Diese Beurteilung hält der rechtlichen Nachprüfung nicht stand.
Zugunsten der Klägerin wird gesetzlich vermutet (§ 891 Abs. 1 BGB), daß ihr die Grundschuld zusteht. Denn das Grundpfandrecht ist für sie im Grundbuch eingetragen, sie ist zudem im Besitz des Grundschuldbriefs (vgl. BayObLG Rpfleger 1992, 56). Diese Vermutung hat der Beklagte nicht widerlegt.
Die gegenteilige Ansicht des Berufungsgerichts, die Grundschuld sei nach § 1 Abs. 2 SchuldenhaftungsVO erloschen, verletzt revisibles Recht.

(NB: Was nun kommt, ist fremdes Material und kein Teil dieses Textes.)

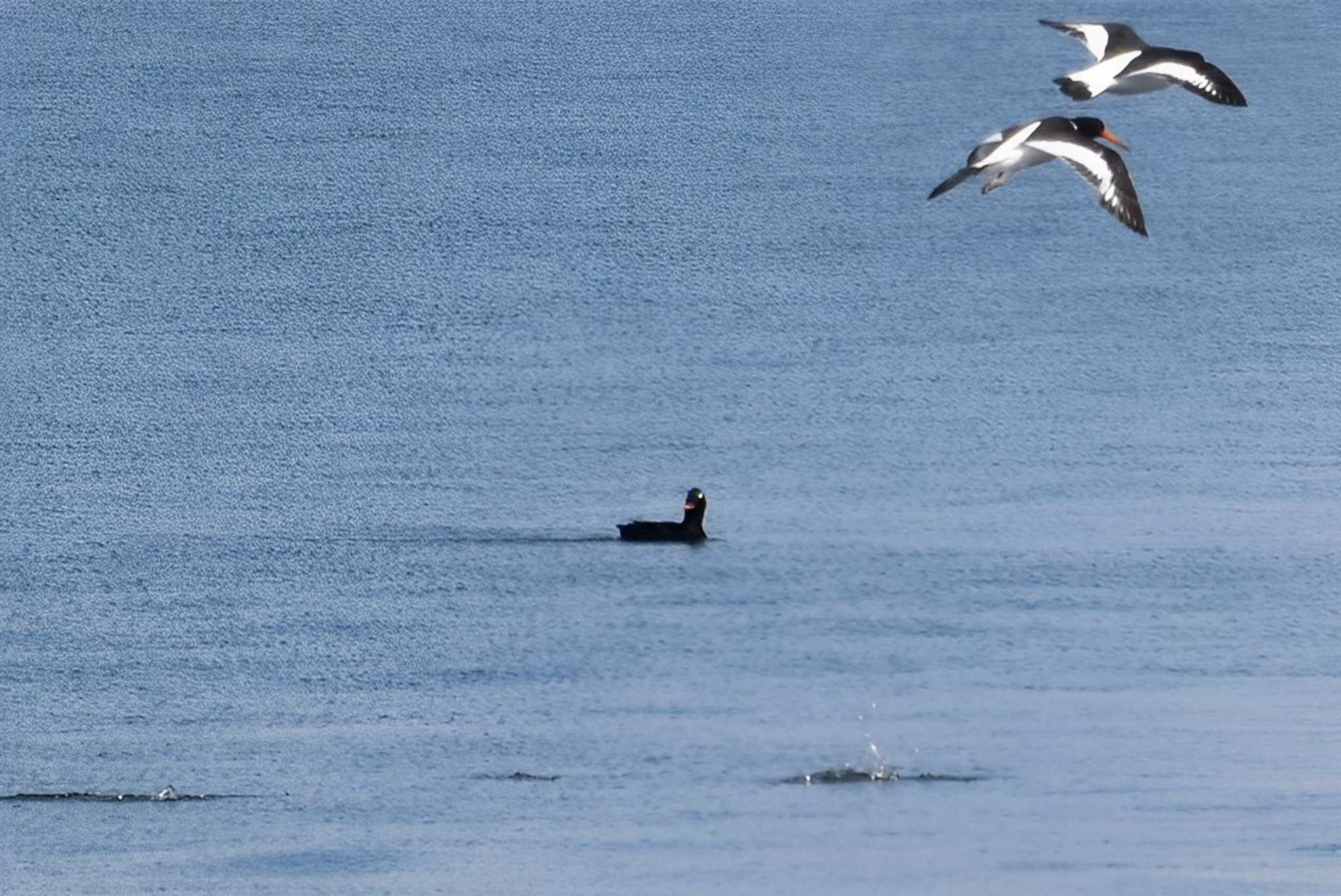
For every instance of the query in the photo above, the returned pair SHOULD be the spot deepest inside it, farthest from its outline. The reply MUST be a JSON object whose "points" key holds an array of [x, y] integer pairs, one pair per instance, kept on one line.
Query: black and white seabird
{"points": [[688, 530], [1012, 151], [1127, 65]]}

1. Nach § 1 Abs. 1 dieser Verordnung hafteten die Rechtsträger der in Volkseigentum übergegangenen Vermögenswerte für von den früheren Eigentümern oder Verwaltern eingegangene Verbindlichkeiten nur im Rahmen von § 2 der Verordnung oder gesetzlicher Sonderbestimmungen; soweit danach Verbindlichkeiten nicht übernommen wurden, ordnete § 1 Abs. 2 das Erlöschen der dafür an diesen Vermögenswerten bestehenden Sicherheiten, insbesondere von Grundpfandrechten, an. Gemäß § 2 wurden vor dem 8. Mai 1945 entstandene Verbindlichkeiten überhaupt nicht (Abs. 1 Satz 1), nach diesem Zeitpunkt entstandene nur unter bestimmten Voraussetzungen (Abs. 2) übernommen.

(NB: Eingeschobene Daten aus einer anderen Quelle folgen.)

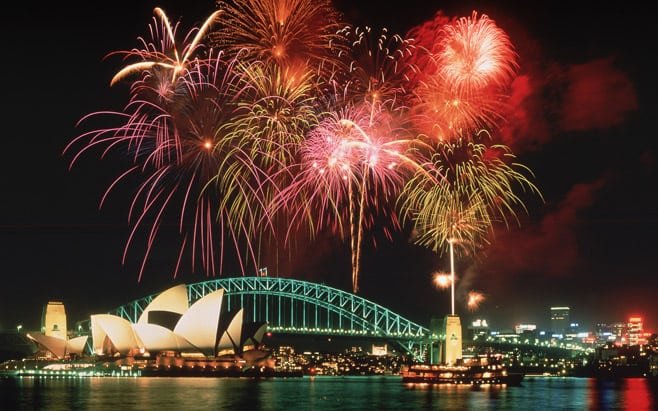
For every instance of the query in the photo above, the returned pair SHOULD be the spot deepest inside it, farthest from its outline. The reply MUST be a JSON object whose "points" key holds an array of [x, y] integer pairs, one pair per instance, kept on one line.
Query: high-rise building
{"points": [[634, 330], [53, 320], [559, 319]]}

Von der SchuldenhaftungsVO wurden aber Rechte ausländischer Gläubiger – wie der Klägerin – nicht erfaßt. Das ergibt sich zwar nicht aus dem Wortlaut der Verordnung, die nicht zwischen inländischen und ausländischen Rechtsinhabern differenziert. Einer ausdrücklichen Beschränkung des Anwendungsbereichs auf Inländer bedurfte es indessen nicht, da schon aus anderen Gründen feststand, daß die Regelungen sich nicht auf Ausländer bezogen (vgl. BVerwGE 104, 84, 86). Das Berufungsgericht hat die Vorgaben des revisiblen Besatzungsrechts nicht hinreichend berücksichtigt sowie den inhaltlichen Zusammenhang der SchuldenhaftungsVO mit anderen vom Magistrat von Groß-Berlin erlassenen Vorschriften außer acht gelassen.

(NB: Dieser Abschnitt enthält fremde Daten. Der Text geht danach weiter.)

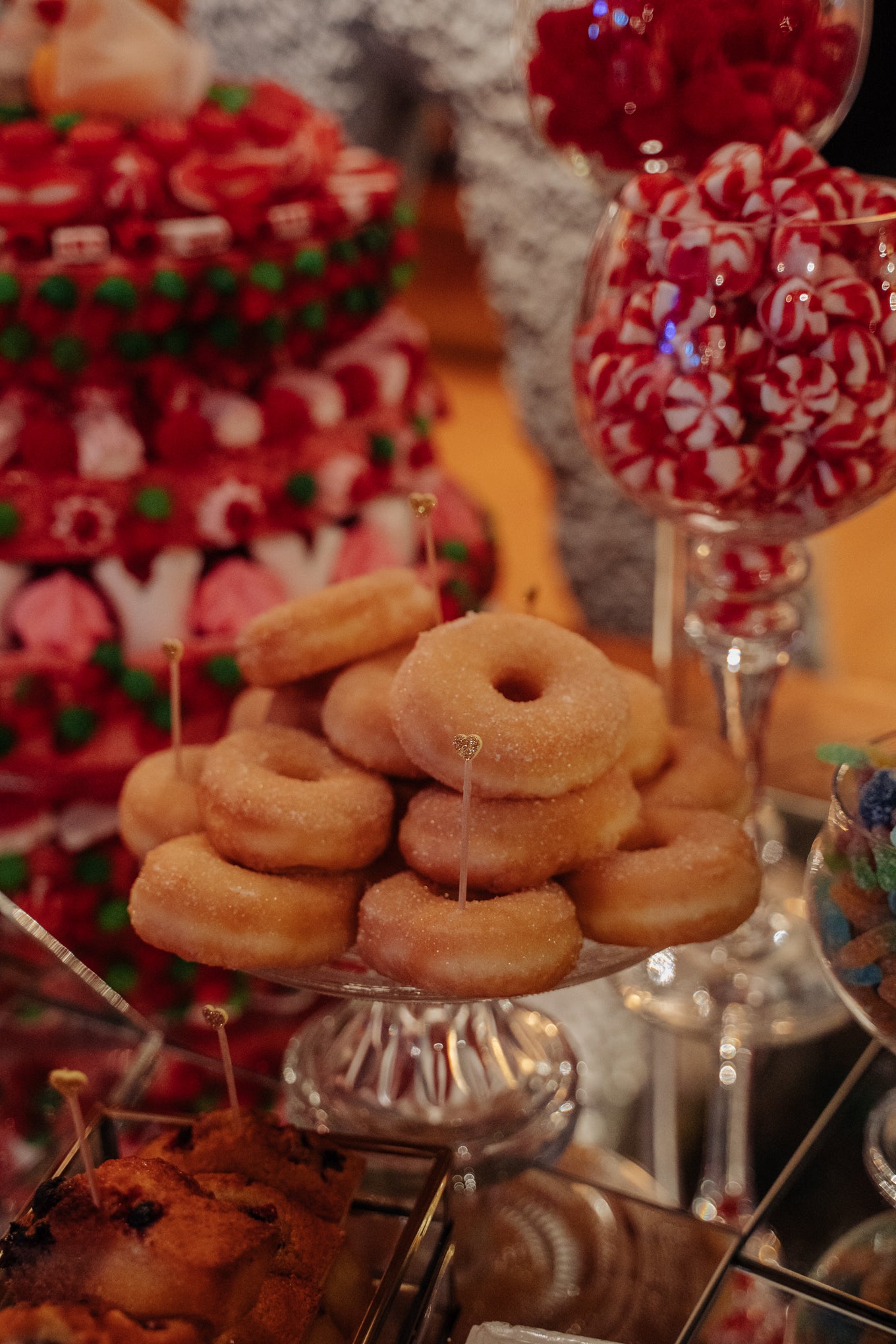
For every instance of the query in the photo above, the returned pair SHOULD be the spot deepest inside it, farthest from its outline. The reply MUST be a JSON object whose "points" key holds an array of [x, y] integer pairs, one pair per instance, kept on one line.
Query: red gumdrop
{"points": [[215, 128], [421, 455], [285, 413], [47, 444], [711, 103], [159, 315], [182, 434], [831, 53], [637, 76], [374, 480], [658, 128], [743, 38], [269, 120], [756, 76], [26, 143], [94, 140], [692, 34], [798, 99], [165, 138], [760, 117], [359, 387], [256, 304]]}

a) Die Grundschuld war als Auslandsvermögen durch die sowjetische Besatzungsmacht der Enteignung entzogen. Das ergibt sich aus folgendem:
Die Vermögenswerte natürlicher und juristischer ausländischer Personen in Deutschland unterlagen nach dem Ende des 2. Weltkriegs besatzungsrechtlichen Sonderregelungen (vgl. Mann/Behn VIZ 1992, 224 ff.; Mitschke/Werling NJ 1992, 100 ff.; Schnabel/Tatzkow VIZ 1997, 12, 15 ff.; Schreiben des Bundesministeriums der Justiz vom 24. Januar 1996 zur restitutionsrechtlichen Behandlung ausländischer Vermögenswerte unter sowjetischer Besatzungshoheit VIZ 1996, 201, 202). Das bereits mit der Proklamation Nr. 2 der Oberbefehlshaber der Besatzungsstreitkräfte vom 20. September 1945 (ABL. des Kontrollrats Nr. 1 vom 29. Oktober 1945, S. 8 ff.) in Abschnitt III Nr. 9 in Verbindung mit Abschnitt VI Nr. 19 b) von allen vier Besatzungsmächten ausgesprochene Schutzversprechen sowie das hieraus abzuleitende generelle Enteignungsverbot für unmittelbares Ausländervermögen (BVerwGE 96, 183, 186 f.; 101, 150, 153 f.; BGH, Urteil vom 16. Oktober 1998 - V ZR 65/97, ZOV 1999, 35, 36) wurde auch von der sowjetischen Besatzungsmacht in ihren späteren Verlautbarungen aufrecht erhalten:
Durch Ziff. 2 des SMAD-Befehls Nr. 124 vom 30. Oktober 1945 (VOBl. Provinz Sachsen 1945, Nr. 4, 5, 6, S. 10 f.; Fieberg/Reichenbach, Enteignung und offene Vermögensfragen in der ehemaligen DDR 2. Aufl. Dok. 2.4.4) wurde die Übernahme des auf dem von der Roten Armee besetzten Gebiet befindlichen „herrenlosen” Vermögens in zeitweilige Verwaltung der sowjetischen Militäradministration angeordnet. Mit Befehl Nr. 104 vom 4. April 1946 (ZVOBl. S. 66; Fieberg/Reichenbach aaO Dok. 2.4.6a) wurde hierzu klargestellt, daß unter den Begriff des „herrenlosen” Gutes auch das ausländische Vermögen fiel. Ferner wurde mit SMAD-Befehl Nr. 154/181 vom 21. Mai 1946 (ABl. der Landesverwaltung Mecklenburg-Vorpommern 1946, Nr. 4 S. 76; Fieberg/Reichenbach aaO Dok. 2.4.7) angeordnet, daß die Güter ausländischer physischer und juristischer Personen nicht in die deutsche Verwaltung übergehen, sondern unter der Bewachung der sowjetischen Militärverwaltung verbleiben sollten. Schließlich standen nach den sogenannten Dratwinschen Instruktionen vom 17. November 1947 (Fieberg/Reichenbach aaO Dok. 2.4.6a.1) „sämtliche Vermögenswerte, Aktiva, Rechte, Vermögensdokumente und Interessen, die sich in der sowjetischen Besatzungszone Deutschlands befinden und Ausländern gehören”, unter dem Schutz und der Kontrolle der sowjetischen Besatzungsbehörden; sie durften insbesondere „weder verkauft noch enteignet werden”.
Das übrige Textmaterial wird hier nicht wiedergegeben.